I am working on an OpenACC computational fluid dynamics code to increase the granularity of computations inside a loop by breaking down the overall computations to bunch of small operations. My final goal is to reduce the amount of registers per threat by split the original complex task to small simpler series of tasks on the GPU.

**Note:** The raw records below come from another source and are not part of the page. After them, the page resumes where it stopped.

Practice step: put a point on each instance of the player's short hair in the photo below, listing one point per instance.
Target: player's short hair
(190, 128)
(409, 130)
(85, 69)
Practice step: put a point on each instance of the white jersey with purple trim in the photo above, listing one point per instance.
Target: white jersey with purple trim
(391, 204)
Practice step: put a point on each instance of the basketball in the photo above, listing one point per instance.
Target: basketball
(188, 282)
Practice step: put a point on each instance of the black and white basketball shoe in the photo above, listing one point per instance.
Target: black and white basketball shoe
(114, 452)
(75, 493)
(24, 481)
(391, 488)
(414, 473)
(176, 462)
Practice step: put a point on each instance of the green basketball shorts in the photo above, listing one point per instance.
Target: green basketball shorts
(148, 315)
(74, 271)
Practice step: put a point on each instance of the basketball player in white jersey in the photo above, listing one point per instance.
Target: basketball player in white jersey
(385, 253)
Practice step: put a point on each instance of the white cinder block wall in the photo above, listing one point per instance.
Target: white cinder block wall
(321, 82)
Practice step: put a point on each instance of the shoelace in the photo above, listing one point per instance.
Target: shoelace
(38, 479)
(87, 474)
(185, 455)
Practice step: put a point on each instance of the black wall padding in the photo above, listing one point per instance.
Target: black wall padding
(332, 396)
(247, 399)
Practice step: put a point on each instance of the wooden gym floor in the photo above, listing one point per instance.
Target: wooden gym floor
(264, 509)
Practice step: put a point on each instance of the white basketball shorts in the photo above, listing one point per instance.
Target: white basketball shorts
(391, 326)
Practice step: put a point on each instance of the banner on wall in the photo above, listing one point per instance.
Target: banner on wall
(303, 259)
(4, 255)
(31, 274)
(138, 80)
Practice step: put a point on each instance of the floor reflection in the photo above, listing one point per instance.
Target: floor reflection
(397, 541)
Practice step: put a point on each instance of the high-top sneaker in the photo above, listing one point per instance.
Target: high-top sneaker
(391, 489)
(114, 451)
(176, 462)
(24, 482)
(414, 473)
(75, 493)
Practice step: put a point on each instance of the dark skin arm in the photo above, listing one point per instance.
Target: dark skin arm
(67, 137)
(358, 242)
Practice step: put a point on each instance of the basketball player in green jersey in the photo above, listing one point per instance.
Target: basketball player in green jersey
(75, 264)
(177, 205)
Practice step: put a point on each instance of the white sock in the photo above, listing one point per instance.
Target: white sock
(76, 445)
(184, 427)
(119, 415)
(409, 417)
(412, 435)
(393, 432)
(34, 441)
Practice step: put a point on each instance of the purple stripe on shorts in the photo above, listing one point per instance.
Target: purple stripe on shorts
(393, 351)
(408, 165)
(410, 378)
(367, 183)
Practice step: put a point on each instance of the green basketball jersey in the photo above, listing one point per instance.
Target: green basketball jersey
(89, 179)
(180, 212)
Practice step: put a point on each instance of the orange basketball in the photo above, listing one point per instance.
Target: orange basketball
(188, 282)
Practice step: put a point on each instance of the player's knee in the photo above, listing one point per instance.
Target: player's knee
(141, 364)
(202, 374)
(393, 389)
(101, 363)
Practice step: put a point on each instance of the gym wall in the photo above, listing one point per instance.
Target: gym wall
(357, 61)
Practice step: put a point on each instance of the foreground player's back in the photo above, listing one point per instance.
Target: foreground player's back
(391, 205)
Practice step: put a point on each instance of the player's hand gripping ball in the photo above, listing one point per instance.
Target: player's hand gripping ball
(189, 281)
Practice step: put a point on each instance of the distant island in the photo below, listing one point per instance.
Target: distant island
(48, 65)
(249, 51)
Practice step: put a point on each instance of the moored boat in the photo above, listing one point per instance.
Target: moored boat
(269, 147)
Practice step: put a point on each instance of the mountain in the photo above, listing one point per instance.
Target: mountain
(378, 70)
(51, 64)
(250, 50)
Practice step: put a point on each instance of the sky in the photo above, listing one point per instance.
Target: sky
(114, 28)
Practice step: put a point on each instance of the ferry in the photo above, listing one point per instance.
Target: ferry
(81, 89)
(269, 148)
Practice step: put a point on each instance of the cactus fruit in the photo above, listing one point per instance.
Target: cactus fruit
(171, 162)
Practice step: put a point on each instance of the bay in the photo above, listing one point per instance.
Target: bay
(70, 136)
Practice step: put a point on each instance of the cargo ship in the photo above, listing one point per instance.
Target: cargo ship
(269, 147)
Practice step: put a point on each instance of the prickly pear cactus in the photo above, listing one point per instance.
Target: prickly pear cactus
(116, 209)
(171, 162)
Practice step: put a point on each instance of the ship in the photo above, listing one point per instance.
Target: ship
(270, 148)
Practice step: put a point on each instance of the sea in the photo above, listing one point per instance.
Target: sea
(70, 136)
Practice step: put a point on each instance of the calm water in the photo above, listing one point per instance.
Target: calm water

For instance, I have many formulas to compute for a specific node of the computational domain:
!$acc parallel loop ...
do i=1,n
D1 = s(i+1,1) - s(i-1,1)
D2 = s(i+1,2) - s(i-1,2)
...
R = D1 + D2 + ...
enddo
As you see, I can spread the computation to threads of a block and at the end sum up the results (by reduction) to R. Therefore, I defined an inner parallel loop as follows:
!$acc parallel loop
do i=1,n
!$acc parallel loop ...
do j=1,m
D[j] = s(i+1,j) - s(i-1,j)
end
!$acc parallel loop reduction(+:R)
do j=1,m
R = R + D[j]
enddo
enddo
However, I need to define D as a shared memory for all threads but I don't know actually what is the best way for OpenACC? (I used !$acc cache but I got worse performance). Also I need to send some unchanged data to constant memory and again I don't know how I can.
Is there any efficient way to implement this idea to OpenACC? I really appreciate your help.
Thanks a lot, Behzad